"There was an emergency and power was temporarily cut to the card reader terminals, and now none of them work. We need to get to the server room to reboot the access control server, but it's behind a card-only door."
"How much do we want to get in?"
"Very much."
"Stand back."
And that's how I ended up busting down the server room's door.
I'm currently working with a client that doesn't have a health endpoint or any kind of monitoring on their new API . They say monitoring isn't needed because it will never go down.
Naturally it went down on day two. They still haven't added any "unnecessary" monitoring, insisting that it will never go down.
Just have an endpoint in your API (like /health) that doesn’t do anything but return “ok”.
So if your database goes down, your filesystem is full, etc, that endpoint will always return “ok” with HTTP 200. That way you can setup a ping monitoring service that will trigger an alarm if the process itself is down.
You of course need more pinging for the database server etc. But at least you know which service is down instead of “the whole website is down and we don’t know which parts”.

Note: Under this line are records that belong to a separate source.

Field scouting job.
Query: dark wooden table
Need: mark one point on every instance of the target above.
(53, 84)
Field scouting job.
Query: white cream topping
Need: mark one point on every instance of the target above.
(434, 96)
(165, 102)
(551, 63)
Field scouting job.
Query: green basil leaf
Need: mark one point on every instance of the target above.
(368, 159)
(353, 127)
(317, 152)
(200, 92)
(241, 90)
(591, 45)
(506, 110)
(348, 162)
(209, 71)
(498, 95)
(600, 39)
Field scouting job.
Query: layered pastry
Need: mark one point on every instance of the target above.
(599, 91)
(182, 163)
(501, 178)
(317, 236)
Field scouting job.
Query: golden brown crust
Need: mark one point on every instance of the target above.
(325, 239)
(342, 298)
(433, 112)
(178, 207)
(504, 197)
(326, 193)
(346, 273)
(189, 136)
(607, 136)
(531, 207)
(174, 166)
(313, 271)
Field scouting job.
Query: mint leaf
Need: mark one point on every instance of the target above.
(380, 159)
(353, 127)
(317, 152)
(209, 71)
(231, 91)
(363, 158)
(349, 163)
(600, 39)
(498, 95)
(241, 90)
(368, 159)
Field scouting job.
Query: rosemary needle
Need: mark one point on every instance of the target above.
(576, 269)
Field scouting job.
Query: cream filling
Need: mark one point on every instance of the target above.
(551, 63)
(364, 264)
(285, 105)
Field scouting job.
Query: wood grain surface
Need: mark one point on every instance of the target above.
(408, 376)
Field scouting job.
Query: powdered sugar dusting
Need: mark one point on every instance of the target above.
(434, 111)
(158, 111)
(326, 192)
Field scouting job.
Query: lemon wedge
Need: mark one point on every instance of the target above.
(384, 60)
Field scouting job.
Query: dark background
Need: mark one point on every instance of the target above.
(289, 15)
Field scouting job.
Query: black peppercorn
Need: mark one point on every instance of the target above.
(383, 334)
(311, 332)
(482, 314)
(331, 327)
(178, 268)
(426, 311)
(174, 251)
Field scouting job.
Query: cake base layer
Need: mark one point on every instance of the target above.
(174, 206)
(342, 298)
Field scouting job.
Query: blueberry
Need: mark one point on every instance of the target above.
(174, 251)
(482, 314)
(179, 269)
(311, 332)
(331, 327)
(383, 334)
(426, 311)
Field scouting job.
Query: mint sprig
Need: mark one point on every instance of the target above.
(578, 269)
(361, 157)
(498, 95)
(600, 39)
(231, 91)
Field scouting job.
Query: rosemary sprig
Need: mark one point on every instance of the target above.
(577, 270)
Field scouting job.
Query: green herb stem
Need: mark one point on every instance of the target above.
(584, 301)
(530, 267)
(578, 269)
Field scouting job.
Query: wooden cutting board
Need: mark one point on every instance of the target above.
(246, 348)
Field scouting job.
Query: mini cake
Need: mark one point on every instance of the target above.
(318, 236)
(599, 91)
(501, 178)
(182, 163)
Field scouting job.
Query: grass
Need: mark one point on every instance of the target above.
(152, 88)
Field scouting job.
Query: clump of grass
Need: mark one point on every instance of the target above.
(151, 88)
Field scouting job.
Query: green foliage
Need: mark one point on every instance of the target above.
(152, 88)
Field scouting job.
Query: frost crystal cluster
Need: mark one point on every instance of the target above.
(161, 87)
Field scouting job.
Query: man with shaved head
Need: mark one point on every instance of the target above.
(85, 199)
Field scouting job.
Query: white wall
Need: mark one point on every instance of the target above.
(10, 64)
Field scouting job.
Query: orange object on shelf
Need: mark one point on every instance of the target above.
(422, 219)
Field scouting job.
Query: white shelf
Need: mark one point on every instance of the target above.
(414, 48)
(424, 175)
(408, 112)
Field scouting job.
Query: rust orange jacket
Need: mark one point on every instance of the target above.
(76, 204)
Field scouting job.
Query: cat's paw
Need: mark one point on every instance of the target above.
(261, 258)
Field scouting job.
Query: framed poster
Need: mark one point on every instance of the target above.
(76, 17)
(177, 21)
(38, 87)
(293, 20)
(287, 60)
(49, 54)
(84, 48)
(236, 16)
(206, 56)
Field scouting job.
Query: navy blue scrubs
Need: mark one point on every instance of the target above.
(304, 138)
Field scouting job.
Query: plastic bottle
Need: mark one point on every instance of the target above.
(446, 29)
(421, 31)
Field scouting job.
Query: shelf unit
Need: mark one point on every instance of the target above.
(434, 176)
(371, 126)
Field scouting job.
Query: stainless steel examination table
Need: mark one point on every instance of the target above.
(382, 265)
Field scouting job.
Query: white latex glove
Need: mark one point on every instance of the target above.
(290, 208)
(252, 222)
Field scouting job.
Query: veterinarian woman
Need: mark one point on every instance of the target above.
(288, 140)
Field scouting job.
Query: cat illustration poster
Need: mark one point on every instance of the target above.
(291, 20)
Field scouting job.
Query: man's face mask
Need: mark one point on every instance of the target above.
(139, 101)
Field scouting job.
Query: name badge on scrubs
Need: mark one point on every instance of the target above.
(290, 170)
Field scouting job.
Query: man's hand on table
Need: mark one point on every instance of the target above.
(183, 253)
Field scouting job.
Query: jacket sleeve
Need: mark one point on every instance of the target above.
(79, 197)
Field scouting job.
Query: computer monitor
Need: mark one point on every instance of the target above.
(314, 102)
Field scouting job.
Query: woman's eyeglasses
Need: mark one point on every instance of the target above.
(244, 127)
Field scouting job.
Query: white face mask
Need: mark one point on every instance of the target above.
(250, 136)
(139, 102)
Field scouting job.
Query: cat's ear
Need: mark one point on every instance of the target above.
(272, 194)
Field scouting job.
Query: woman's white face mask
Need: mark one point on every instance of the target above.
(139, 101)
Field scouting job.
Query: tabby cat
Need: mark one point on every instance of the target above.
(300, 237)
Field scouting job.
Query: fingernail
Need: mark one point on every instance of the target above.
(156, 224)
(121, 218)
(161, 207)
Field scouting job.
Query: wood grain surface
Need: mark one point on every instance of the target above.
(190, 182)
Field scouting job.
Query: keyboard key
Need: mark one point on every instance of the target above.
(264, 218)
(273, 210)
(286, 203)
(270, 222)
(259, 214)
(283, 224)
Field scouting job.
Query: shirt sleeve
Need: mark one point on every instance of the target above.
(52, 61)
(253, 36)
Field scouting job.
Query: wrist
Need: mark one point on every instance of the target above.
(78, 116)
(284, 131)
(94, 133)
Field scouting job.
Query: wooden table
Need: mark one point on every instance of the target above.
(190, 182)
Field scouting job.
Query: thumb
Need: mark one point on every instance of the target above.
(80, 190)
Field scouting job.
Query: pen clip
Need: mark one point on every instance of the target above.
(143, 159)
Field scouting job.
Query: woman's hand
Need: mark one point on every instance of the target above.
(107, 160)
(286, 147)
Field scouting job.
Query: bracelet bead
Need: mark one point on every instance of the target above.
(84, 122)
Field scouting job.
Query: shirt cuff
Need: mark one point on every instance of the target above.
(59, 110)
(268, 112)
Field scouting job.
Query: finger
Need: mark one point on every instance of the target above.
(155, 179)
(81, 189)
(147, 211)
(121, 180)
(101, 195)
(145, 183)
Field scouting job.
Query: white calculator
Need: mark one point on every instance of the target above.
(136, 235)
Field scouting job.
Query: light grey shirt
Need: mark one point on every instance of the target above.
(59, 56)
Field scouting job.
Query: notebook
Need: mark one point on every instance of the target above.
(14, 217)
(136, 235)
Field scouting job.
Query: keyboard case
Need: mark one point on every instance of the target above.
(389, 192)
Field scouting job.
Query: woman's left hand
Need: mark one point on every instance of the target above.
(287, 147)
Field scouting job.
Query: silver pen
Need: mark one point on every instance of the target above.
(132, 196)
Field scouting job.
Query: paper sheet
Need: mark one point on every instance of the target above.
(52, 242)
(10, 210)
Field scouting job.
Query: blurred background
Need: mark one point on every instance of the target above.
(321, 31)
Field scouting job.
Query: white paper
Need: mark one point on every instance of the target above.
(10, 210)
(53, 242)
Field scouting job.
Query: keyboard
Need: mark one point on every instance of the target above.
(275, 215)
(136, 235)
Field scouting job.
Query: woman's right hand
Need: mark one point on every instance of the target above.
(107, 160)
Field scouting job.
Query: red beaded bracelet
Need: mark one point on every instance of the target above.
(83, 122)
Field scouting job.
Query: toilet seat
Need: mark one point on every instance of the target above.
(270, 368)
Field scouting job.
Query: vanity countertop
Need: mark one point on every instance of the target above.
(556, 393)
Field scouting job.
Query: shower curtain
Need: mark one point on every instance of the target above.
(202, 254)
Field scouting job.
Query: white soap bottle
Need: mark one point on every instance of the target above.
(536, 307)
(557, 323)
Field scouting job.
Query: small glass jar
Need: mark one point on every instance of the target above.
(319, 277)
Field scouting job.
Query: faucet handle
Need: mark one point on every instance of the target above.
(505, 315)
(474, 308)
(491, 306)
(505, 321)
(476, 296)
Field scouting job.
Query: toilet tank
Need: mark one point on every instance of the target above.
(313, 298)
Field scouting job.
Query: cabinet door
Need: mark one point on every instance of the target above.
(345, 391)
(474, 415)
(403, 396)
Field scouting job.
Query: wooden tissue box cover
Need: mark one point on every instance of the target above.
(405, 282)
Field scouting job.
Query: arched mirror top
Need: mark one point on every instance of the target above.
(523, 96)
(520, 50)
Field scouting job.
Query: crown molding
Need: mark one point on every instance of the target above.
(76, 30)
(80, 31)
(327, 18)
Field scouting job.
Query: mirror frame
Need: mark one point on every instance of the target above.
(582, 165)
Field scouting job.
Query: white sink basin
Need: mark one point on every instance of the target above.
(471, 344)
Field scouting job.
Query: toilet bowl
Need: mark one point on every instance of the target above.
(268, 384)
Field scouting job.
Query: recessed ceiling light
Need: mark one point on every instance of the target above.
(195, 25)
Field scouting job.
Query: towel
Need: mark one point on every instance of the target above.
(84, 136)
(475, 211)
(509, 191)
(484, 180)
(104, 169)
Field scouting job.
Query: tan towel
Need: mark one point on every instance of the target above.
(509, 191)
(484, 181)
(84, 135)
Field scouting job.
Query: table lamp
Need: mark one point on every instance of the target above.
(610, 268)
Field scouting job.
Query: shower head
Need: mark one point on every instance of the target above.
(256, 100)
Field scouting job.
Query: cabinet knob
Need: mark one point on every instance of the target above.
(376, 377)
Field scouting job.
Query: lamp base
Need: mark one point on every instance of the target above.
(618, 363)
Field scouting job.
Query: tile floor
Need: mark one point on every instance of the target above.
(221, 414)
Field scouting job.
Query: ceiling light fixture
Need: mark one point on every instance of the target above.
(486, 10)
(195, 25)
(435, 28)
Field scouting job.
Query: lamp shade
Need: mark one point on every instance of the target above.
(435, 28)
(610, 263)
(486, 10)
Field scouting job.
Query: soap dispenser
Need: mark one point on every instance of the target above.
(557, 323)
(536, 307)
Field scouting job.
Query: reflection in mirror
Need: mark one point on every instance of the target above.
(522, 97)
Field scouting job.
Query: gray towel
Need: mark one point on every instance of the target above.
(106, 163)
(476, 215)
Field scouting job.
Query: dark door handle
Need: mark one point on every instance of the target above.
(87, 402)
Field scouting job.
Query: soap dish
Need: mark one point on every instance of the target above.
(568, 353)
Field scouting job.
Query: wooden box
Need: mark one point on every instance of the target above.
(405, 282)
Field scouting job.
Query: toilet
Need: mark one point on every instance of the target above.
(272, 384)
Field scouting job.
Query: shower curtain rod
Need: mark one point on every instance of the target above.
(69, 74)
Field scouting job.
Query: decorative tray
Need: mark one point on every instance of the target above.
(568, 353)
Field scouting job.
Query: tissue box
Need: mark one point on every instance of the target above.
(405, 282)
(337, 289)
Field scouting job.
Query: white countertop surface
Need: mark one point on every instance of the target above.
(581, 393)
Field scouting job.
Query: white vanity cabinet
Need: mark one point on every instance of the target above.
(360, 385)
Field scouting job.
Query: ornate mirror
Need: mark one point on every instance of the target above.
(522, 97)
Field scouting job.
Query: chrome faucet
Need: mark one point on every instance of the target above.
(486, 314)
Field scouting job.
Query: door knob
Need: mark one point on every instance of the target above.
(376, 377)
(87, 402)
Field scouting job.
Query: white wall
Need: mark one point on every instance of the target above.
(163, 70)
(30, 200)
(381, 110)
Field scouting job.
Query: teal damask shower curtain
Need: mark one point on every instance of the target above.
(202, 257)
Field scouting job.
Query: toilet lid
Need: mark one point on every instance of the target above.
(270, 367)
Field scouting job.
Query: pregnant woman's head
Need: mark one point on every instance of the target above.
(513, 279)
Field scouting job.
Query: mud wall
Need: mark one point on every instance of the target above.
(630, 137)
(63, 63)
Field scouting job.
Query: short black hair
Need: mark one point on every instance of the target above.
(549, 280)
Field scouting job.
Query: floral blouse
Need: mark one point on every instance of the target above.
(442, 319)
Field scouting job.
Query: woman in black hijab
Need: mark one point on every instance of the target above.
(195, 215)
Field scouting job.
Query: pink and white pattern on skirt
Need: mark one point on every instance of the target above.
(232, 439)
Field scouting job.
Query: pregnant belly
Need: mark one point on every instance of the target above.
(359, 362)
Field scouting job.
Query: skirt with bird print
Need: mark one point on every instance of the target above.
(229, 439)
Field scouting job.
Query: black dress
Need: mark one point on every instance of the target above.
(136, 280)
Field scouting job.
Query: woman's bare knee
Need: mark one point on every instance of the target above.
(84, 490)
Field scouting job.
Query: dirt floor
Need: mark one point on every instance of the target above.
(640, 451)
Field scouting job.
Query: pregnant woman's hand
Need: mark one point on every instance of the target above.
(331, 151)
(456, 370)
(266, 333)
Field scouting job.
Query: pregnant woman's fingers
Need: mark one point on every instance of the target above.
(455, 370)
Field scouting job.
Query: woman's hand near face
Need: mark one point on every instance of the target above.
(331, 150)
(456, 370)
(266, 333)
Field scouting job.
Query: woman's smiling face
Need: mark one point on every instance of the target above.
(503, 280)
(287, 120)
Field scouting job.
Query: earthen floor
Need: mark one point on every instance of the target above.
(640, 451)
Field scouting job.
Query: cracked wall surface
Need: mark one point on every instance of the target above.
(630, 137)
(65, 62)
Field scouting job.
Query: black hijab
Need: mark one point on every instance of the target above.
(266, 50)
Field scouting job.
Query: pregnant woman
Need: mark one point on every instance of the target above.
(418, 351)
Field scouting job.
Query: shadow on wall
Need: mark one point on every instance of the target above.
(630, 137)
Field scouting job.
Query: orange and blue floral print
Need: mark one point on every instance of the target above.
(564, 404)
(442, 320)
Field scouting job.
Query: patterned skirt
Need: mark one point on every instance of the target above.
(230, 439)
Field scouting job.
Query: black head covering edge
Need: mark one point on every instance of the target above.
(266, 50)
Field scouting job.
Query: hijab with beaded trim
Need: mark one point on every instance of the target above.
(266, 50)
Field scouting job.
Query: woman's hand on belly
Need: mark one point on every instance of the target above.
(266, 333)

That's because you don't write bugs. Health check are only needed when you're planning on having bugs in your system. Instead of doing monitoring I prefer to spend a bit more time fixing all the bugs and then my systems never break so no monitoring is needed. Of course the downside is lack of job security. They can fire me and the system will just continue running forever, no support needed. If you add some bugs they cannot fire you because someone needs to keep fixing the broken system.